Self-supervised learning via inter-modal reconstruction and feature projection networks for label-efficient 3D-to-2D segmentation
José Morano, Guilherme Aresta, Dmitrii Lachinov, Julia Mai, Ursula Schmidt-Erfurth, Hrvoje Bogunović
TL;DR
The paper tackles label-efficient 3D→2D segmentation in OCT by introducing a full-volume CNN with a 3D encoder and 2D decoder linked through novel 3D→2D feature projection blocks (FPB). It pairs this architecture with a self-supervised pretraining scheme that reconstructs cross-dimensional modality pairs (e.g., OCT to SLO/FAF) to learn robust representations without labels. On GA and RPD segmentation tasks, the approach outperforms state-of-the-art methods in low-data settings, achieving up to a 23% Dice gain with SSL and at least an 8% gain without SSL, with FAF-based SSL often providing higher gains while SLO-based SSL offers registration-free benefits. The findings suggest broad applicability of the SSL paradigm to other 3D→2D tasks and multi-modal medical imaging domains, enabling more data-efficient deployment in clinical workflows.
Abstract
Deep learning has become a valuable tool for the automation of certain medical image segmentation tasks, significantly relieving the workload of medical specialists. Some of these tasks require segmentation to be performed on a subset of the input dimensions, the most common case being 3D-to-2D. However, the performance of existing methods is strongly conditioned by the amount of labeled data available, as there is currently no data efficient method, e.g. transfer learning, that has been validated on these tasks.
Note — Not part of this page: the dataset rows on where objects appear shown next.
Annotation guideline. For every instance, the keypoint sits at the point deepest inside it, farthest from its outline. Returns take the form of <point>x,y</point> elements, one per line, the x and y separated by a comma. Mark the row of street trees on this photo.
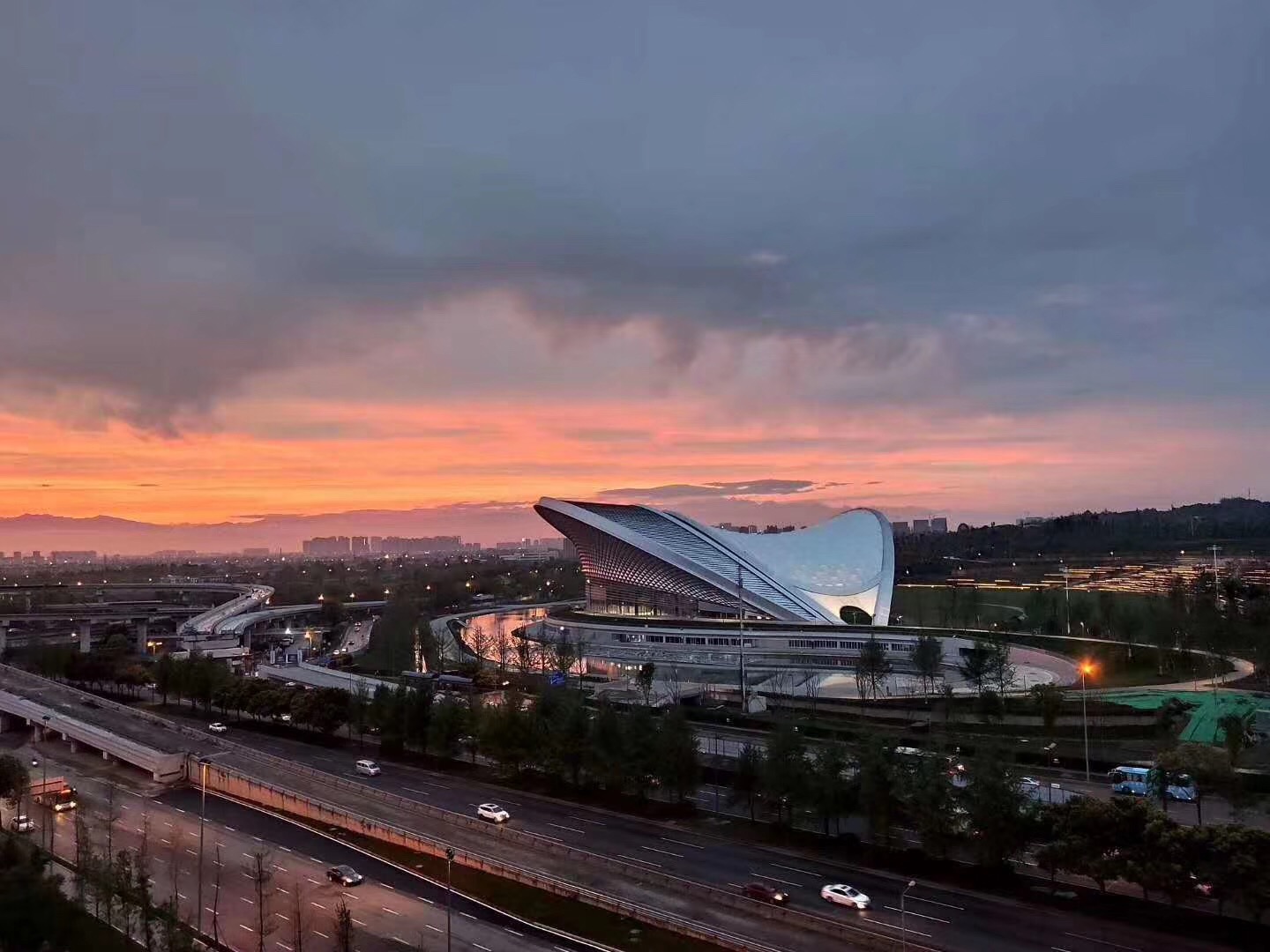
<point>1131,841</point>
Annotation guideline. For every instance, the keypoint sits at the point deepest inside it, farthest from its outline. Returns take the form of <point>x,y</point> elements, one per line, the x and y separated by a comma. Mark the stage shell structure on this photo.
<point>648,562</point>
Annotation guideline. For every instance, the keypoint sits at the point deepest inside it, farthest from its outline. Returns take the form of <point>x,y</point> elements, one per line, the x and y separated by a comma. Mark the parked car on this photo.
<point>764,893</point>
<point>344,874</point>
<point>843,895</point>
<point>493,813</point>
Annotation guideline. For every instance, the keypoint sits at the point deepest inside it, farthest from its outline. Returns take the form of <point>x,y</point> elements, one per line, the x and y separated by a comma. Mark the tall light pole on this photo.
<point>204,762</point>
<point>450,859</point>
<point>1067,597</point>
<point>741,641</point>
<point>1086,669</point>
<point>903,917</point>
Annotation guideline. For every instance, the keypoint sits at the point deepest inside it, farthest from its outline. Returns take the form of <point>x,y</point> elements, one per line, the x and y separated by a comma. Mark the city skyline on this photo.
<point>979,262</point>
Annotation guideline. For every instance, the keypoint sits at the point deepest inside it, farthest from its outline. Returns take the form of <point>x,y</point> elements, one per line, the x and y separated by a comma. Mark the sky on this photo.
<point>978,259</point>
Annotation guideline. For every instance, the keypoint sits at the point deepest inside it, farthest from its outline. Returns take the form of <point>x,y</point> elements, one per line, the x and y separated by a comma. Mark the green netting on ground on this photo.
<point>1206,710</point>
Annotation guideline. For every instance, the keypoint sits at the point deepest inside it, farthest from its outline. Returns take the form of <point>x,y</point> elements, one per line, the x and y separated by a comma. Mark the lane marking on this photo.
<point>775,879</point>
<point>937,903</point>
<point>920,915</point>
<point>683,842</point>
<point>1102,942</point>
<point>663,852</point>
<point>794,868</point>
<point>897,928</point>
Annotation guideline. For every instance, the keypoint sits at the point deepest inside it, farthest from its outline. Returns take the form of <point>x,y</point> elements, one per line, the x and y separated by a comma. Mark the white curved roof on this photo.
<point>803,576</point>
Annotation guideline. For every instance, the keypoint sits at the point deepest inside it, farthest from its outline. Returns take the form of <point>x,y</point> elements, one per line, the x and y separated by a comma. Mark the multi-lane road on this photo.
<point>390,911</point>
<point>935,917</point>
In this work, we propose a novel convolutional neural network (CNN) and self-supervised learning (SSL) method for label-efficient 3D-to-2D segmentation. The CNN is composed of a 3D encoder and a 2D decoder connected by novel 3D-to-2D blocks. The SSL method consists of reconstructing image pairs of modalities with different dimensionality. The approach has been validated in two tasks with clinical relevance: the en-face segmentation of geographic atrophy and reticular pseudodrusen in optical coherence tomography. Results on different datasets demonstrate that the proposed CNN significantly improves the state of the art in scenarios with limited labeled data by up to 8% in Dice score. Moreover, the proposed SSL method allows further improvement of this performance by up to 23%, and we show that the SSL is beneficial regardless of the network architecture.